一瞬、何事かと、気が動転しうまく思考が回らなかったが、その男もゆっくりこっちへ向かってきたところで、合点がいく。
見事なまでに、挟み撃ちを喰らってしまっていたのである。
「大丈夫だから。早く。ついてきてよ。」
もともと自分を連れてきた男が、また後ろから追い打ちをかけるように声をかけて、こちらに近づいてくる。
足が地面に張り付いてしまいそうだったが…彼女がひとつ、ひらめいたものは。
…平手打ち。
「…いっ!」
バチンと音がして、路地の入口から来ていた男が顔を抑えて身を屈め、その横を一か八かで走り抜ける。
目のすぐ下あたりを思い切り叩かれたその男は、痛みに耐えながら遅れて追いかけようとするが、もう一人に、返り討ちにあったらまずいと止められ、追わずに失敗に終わったことへの舌打ちをした。
逃げた彼女は、あまりに怖くて、後ろを振り返る余裕もなく、出せる力を出し切って走っていた。
幸いにも道を間違えることなく、近くの路地まで帰ってきたが、周囲に誰もいないことを確認することすらも、怖くてなかなかできない。
そこまで来て走るのを止めると、今度こそ、地面に足が引っ付いて動けなくなってしまった。
子供の頃から運動が大の苦手分野だった彼女が全速力で走ったので、脚は疲れて筋肉が痛みを発し、呼吸もひどく荒れている。
静かな路地の中、また誰かに声をかけられるんじゃないか、誰かに攫われるんじゃないかと、ひたすら恐怖心だけを募らせていると。
「…お、おい、帰ってきたのか。」
その声は、つい数時間前まで一緒にいた友達…。タロウだった。
「…あ、うん。」
安心感に一気に力が抜け、引きつった体も、地面に張り付いた足も、ようやく動かすことができる、と思っていると。
「どうしたんだ?」
少し様子が変だと気づかれたのだろう、彼が質問を飛ばす。
しかし、彼女は素直に答えることができず、「…なんでもない。大丈夫。」と…平静を装って、そう答えてしまった…。

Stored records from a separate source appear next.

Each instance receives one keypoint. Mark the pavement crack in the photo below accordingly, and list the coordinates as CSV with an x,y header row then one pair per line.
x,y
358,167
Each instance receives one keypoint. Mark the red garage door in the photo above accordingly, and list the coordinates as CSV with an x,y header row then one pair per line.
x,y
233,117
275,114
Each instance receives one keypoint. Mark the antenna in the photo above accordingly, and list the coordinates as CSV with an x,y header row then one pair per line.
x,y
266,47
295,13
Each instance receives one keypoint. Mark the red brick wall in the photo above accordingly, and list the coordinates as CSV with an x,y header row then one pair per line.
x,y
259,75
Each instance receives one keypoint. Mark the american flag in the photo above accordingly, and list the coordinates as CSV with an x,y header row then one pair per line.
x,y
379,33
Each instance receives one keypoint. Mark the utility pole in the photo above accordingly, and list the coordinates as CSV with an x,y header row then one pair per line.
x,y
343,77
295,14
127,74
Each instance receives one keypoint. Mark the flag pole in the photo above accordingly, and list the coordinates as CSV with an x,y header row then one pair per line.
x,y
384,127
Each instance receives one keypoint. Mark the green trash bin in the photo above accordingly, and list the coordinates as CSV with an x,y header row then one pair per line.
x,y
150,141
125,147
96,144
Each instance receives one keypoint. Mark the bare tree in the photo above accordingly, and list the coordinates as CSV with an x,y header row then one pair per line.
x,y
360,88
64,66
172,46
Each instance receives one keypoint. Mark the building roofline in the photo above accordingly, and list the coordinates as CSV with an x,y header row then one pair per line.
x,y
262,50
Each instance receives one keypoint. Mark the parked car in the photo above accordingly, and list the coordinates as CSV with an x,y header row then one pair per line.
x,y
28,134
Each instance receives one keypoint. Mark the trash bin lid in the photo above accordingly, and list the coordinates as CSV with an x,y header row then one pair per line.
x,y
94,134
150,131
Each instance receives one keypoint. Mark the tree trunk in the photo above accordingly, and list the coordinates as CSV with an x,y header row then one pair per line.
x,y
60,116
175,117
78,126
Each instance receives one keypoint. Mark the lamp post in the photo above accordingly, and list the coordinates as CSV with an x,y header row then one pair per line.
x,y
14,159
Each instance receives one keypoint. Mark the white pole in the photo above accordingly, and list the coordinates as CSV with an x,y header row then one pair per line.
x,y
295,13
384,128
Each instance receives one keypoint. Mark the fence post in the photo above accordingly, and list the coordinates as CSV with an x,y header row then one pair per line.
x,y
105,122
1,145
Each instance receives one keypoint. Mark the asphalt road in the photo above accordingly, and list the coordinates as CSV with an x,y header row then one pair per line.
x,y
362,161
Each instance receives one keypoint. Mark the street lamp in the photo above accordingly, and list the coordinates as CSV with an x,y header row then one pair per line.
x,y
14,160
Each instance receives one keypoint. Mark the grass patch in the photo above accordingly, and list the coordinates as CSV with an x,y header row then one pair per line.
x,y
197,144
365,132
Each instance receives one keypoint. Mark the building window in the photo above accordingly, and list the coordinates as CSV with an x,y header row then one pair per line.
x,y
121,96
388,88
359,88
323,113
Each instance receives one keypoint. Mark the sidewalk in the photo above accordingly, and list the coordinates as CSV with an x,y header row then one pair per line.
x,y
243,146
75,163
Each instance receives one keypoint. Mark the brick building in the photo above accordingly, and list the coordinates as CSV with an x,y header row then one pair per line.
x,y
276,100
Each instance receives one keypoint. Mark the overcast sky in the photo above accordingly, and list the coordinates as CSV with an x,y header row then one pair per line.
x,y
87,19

その日あった出来事は、結局、結蓮と結蘭の双子にも、言うことができずに終わってしまう。
夜は、布団を被ってもなかなか眠れず、もし誰かがまた自分を探しに来たらどうしようかと、そんなことを考えては、怖くなって思考が止まる…その循環から抜け出せない。
無事に逃げてこられたのだからそれでいいだろう、と、必死に心をなだめて深呼吸を繰り返し、数時間経ってやっと、眠りについた。
そのまた数日後のこと。
「あの子、あんまり外出てないみたいなのよ…。」
結蓮が受話器を握っている。
「…聞いたけど教えてくれないの…。でもあなたも違うのね…。前はよく近くで猫撫でに行ってたんだけど…もう何日か外に出てなくて…。」
その内容はもちろん、彼女が引き籠って外に出ようとしないだ。
異変を感じつつ、なかなか聞きだすことができない、そんな結蓮が頼る人物は、一人だけである。
「…もし外でなんかあったとしたら、もうあなたしかいないでしょ?それに…。」
…その数時間後には、彼女の前にクールがいた。
「…一人でどこに行ってた?」
彼に聞かれて、ようやく、誰かに攫われそうになったと、そう口に出した彼女の前に…。